Northeastern Section - 47th Annual Meeting (18–20 March 2012)

Paper No. 10
Presentation Time: 8:00 AM-12:00 PM

GROUNDWATER AVAILABILITY IN SURFICIAL AND BEDROCK UNITS IN THE PLAINFIELD QUADRANGLE, NORTH-CENTRAL VERMONT


SPRINGSTON, George E., Earth and Environmental Sciences, Norwich University, 158 Harmon Drive, Northfield, VT 05663, KIM, Jonathan J., Vermont Geological Survey, 103 South Main Street, Waterbury, VT 05671-2420 and DALY, R. Nicholas, Department of Geology, Middlebury College, Middlebury, VT 05753, gsprings@norwich.edu

Bedrock and surficial mapping is integrated with well logs and borings to evaluate the availability of groundwater. Water from 20 bedrock wells has been analyzed for major and trace elements.

Thick surficial deposits occur in the valley bottoms of the Winooski River (WR), Kingsbury Branch (KB), and Nasmith Brook. Uplands are underlain by dense till, with abundant bedrock outcrops on the hilltops. Lake deposits are widespread in the valleys in the quadrangle. Most appear to have formed in glacial Lake Winooski (GLW), which had a present-day shoreline elevation of about 294 m at Plainfield village.

Surficial deposits in the WR valley are commonly >30 m thick and consist of a sequence of stream deposits overlying the GLW deposits, which, in turn, overly bedrock, till, or ice-contact sand and gravel. Surface and subsurface data suggest that the gravel and sand below the lake deposits may be discontinuous esker deposits. This buried sand and gravel may have significant aquifer potential. A thick gravel deposit located 0.1 km east of the confluence of the KB and the WR may be a northern extension of the WR esker deposits. However, no other indication of coarse-grained deposits is seen in the KB valley south of East Calais village in the N part of the area, where there are again thick buried gravels.

The buried paleochannel in the Nasmith Brook valley is roughly parallel to the present Nasmith Brook and was a tributary of the paleo-Winooski. It is buried under >80 m of sediment, with sandy till at the surface and stratified sand and gravel below.

Bedrock lithologies consist of interlayered phyllites and impure marbles (Waits River Fm), interstratified phyllites and phyllitic quartzites (Gile Mt Fm), and granites of the New Hampshire Series. The dominant foliation in the metasedimentary rocks strikes NNE and dips moderately westward whereas the most abundant fracture attitude trends ~E-W and dips steeply. Secondary porosity can be associated with marble beds and/or ductile or brittle structures.

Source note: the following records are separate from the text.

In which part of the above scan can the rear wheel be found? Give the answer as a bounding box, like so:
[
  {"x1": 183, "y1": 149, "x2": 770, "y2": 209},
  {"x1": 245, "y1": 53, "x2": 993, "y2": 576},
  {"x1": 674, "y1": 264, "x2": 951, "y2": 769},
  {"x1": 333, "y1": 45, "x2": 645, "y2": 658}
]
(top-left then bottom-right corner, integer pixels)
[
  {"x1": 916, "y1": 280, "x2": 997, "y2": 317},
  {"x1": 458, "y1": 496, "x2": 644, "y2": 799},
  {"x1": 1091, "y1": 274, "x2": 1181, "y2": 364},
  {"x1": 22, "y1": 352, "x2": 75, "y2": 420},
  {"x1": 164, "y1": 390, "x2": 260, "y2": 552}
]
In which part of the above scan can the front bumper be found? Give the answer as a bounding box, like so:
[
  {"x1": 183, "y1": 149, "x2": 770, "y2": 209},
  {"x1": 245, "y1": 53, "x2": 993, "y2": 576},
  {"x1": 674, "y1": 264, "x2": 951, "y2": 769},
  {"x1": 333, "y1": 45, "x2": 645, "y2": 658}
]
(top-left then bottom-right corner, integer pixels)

Significant groundwater resources appear to exist in buried ice-contact deposits below GLW deposits in the main WR valley and at least parts of the KB valley, in buried ice-contact deposits below till in the Nasmith Brook valley, in bedrock where thick surficial deposits overlie bedrock, and in bedrock areas with significant secondary porosity.